Bild von Joseph Beuys für die Reihe Zeit mit Enescu der Salzburger Festspiele
Joseph Beuys, ________ ? 1960 · Montage Staatliche Museen zu Berlin, Nationalgalerie, Sammlung Marx © Bildrecht, Wien, 2018 · Mit freundlicher Genehmigung des Nachlass Joseph Beuys
About the Series

Time with ENESCU

‘I was born like a figure from a tragedy: under dramatic circumstances and accompanied by dark premonitions’, claimed George Enescu. He was born in Romania in 1881, the eighth child of his parents — and the only one to survive. As a result, he was ‘treated like a chick wrapped in cotton wool’ and kept away from other children. Music remained the safety valve for the rich inner life of the shy little boy: the singing and dances of the Roma held such fascination for the three-year-old child that he made himself a toy fiddle; by the age of four he was able to imitate what he had heard on a proper violin. At the age of seven Enescu was sent to study music in Vienna, where he avidly soaked in the atmosphere in this city of music. Johannes Brahms became his first musical hero — and remained one, even after Richard Wagner’s music had changed his thinking. At the age of fourteen Enescu moved to Paris, where he studied composition, one of his fellowstudents being Maurice Ravel.

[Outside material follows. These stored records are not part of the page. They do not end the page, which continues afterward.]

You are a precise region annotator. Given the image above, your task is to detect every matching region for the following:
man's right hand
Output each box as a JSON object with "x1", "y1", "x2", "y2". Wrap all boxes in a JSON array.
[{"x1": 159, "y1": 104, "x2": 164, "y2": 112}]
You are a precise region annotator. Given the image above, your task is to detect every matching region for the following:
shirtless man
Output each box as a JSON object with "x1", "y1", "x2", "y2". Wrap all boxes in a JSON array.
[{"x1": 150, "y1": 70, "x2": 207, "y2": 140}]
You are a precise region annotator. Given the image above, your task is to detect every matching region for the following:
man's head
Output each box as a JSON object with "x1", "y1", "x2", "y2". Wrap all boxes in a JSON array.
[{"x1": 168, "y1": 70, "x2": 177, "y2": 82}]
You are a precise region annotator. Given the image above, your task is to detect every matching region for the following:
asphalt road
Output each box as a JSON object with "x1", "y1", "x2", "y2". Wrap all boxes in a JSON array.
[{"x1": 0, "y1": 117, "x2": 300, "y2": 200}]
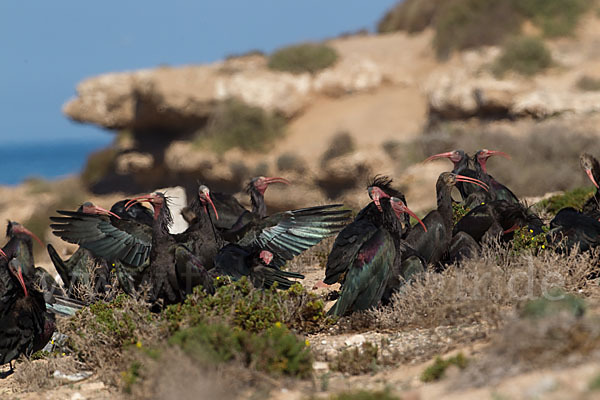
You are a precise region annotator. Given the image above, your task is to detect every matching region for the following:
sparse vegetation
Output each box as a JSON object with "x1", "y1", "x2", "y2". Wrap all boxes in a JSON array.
[
  {"x1": 377, "y1": 0, "x2": 594, "y2": 58},
  {"x1": 366, "y1": 245, "x2": 598, "y2": 329},
  {"x1": 163, "y1": 278, "x2": 334, "y2": 332},
  {"x1": 433, "y1": 0, "x2": 522, "y2": 58},
  {"x1": 535, "y1": 186, "x2": 596, "y2": 215},
  {"x1": 269, "y1": 43, "x2": 338, "y2": 74},
  {"x1": 452, "y1": 203, "x2": 471, "y2": 225},
  {"x1": 330, "y1": 342, "x2": 379, "y2": 375},
  {"x1": 456, "y1": 304, "x2": 600, "y2": 388},
  {"x1": 420, "y1": 119, "x2": 600, "y2": 197},
  {"x1": 492, "y1": 36, "x2": 552, "y2": 76},
  {"x1": 421, "y1": 353, "x2": 469, "y2": 382},
  {"x1": 575, "y1": 75, "x2": 600, "y2": 92},
  {"x1": 196, "y1": 99, "x2": 286, "y2": 153},
  {"x1": 514, "y1": 0, "x2": 594, "y2": 37},
  {"x1": 61, "y1": 278, "x2": 333, "y2": 391},
  {"x1": 519, "y1": 288, "x2": 586, "y2": 319},
  {"x1": 169, "y1": 323, "x2": 312, "y2": 377},
  {"x1": 512, "y1": 226, "x2": 548, "y2": 254},
  {"x1": 377, "y1": 0, "x2": 443, "y2": 33}
]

The child prodigy grew up to become an all-round musician who had a successful career as conductor, violin virtuoso, teacher, musicologist and organizer in both the USA and Romania. ‘His love of his country was associated with a pagan past, with people who had their origins in the wisdom of antiquity’, recalled Yehudi Menuhin, one of his pupils: ‘Along with Bartók, Enescu was the greatest musician I have ever known.’ Enescu had little time for composing and was moreover highly self-critical and modest about his ability. Yet his music today, sixty years after his death in Paris in 1955, seems more powerful than ever. Alongside his magnum opus Œdipe, the rest of his oeuvre also exerts a fascination, from its colourful, sweeping folklorismto brilliant amalgamations of those conflicting powers that prevail between the late Romantic and the Modern age. In his transcending of the borders of eras, worlds and styles George Enescu can be discovered anew as one of the most original composers of his time.